Three hundred patients presented themselves to internal medical departments and diabetes centres at different public and private hospitals in Sana’a city, Yemen. Those recruited were then split in to six groups, those being type 1 DM, type 2 DM, schistosomal hepatic fibrosis (SHF), type 1 DM+SHF, type 2 DM+SHF and the control group. Overall, 20% (60/300) of the participants were positive when tested for hepatitis B core total antibody (HBcAb) by ELISA test. There were no significant differences in the positivity rate in terms of group, age or gender of the participants.

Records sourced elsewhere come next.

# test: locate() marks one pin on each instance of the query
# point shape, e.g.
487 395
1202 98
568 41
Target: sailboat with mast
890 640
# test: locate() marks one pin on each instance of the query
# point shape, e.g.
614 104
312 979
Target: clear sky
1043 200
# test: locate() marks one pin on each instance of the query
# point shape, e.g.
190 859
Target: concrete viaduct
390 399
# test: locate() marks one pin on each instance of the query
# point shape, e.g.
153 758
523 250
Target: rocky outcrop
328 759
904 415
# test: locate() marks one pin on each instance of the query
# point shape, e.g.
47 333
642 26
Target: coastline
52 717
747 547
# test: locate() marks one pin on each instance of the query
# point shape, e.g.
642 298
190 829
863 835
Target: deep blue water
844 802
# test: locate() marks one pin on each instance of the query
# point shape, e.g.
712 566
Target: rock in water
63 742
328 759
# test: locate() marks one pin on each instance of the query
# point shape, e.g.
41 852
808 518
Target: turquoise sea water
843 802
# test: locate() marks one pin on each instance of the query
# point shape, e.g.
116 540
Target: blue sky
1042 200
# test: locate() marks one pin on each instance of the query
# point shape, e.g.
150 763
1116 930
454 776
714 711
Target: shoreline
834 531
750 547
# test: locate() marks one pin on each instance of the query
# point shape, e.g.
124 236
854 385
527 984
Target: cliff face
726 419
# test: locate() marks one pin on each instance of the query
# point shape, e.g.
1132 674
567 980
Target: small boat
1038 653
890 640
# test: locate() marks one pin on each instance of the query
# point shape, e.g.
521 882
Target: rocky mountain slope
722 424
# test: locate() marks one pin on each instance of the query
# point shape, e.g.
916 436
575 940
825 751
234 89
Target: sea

Univariate and multivariate analyses showed significant associations between HBV seropositivity and a history of jaundice, familial history of SHF, familial history of liver cirrhosis, personal history of schistosomiasisa and a history of using parenteral antischistosomal drugs. On the other hand, no significant association was reported between HBV seropositivity and any DM-related variables. It was also reported that no additional risk was added to the association between HBV seropositivity and SHF when the analysis stratified for DM.
In conclusion, HBV is still a highly prevalent infection and support is urgently needed in order to implement effective and integrated preventive measures among the people most likely to be affected. Further studies are required in order to investigate the epidemiology of HBV infection among various communities, and to evaluate its relationship with other diseases.

Keywords :

Hepatitis B virus; schistosomiasis; diabetes; Yemen.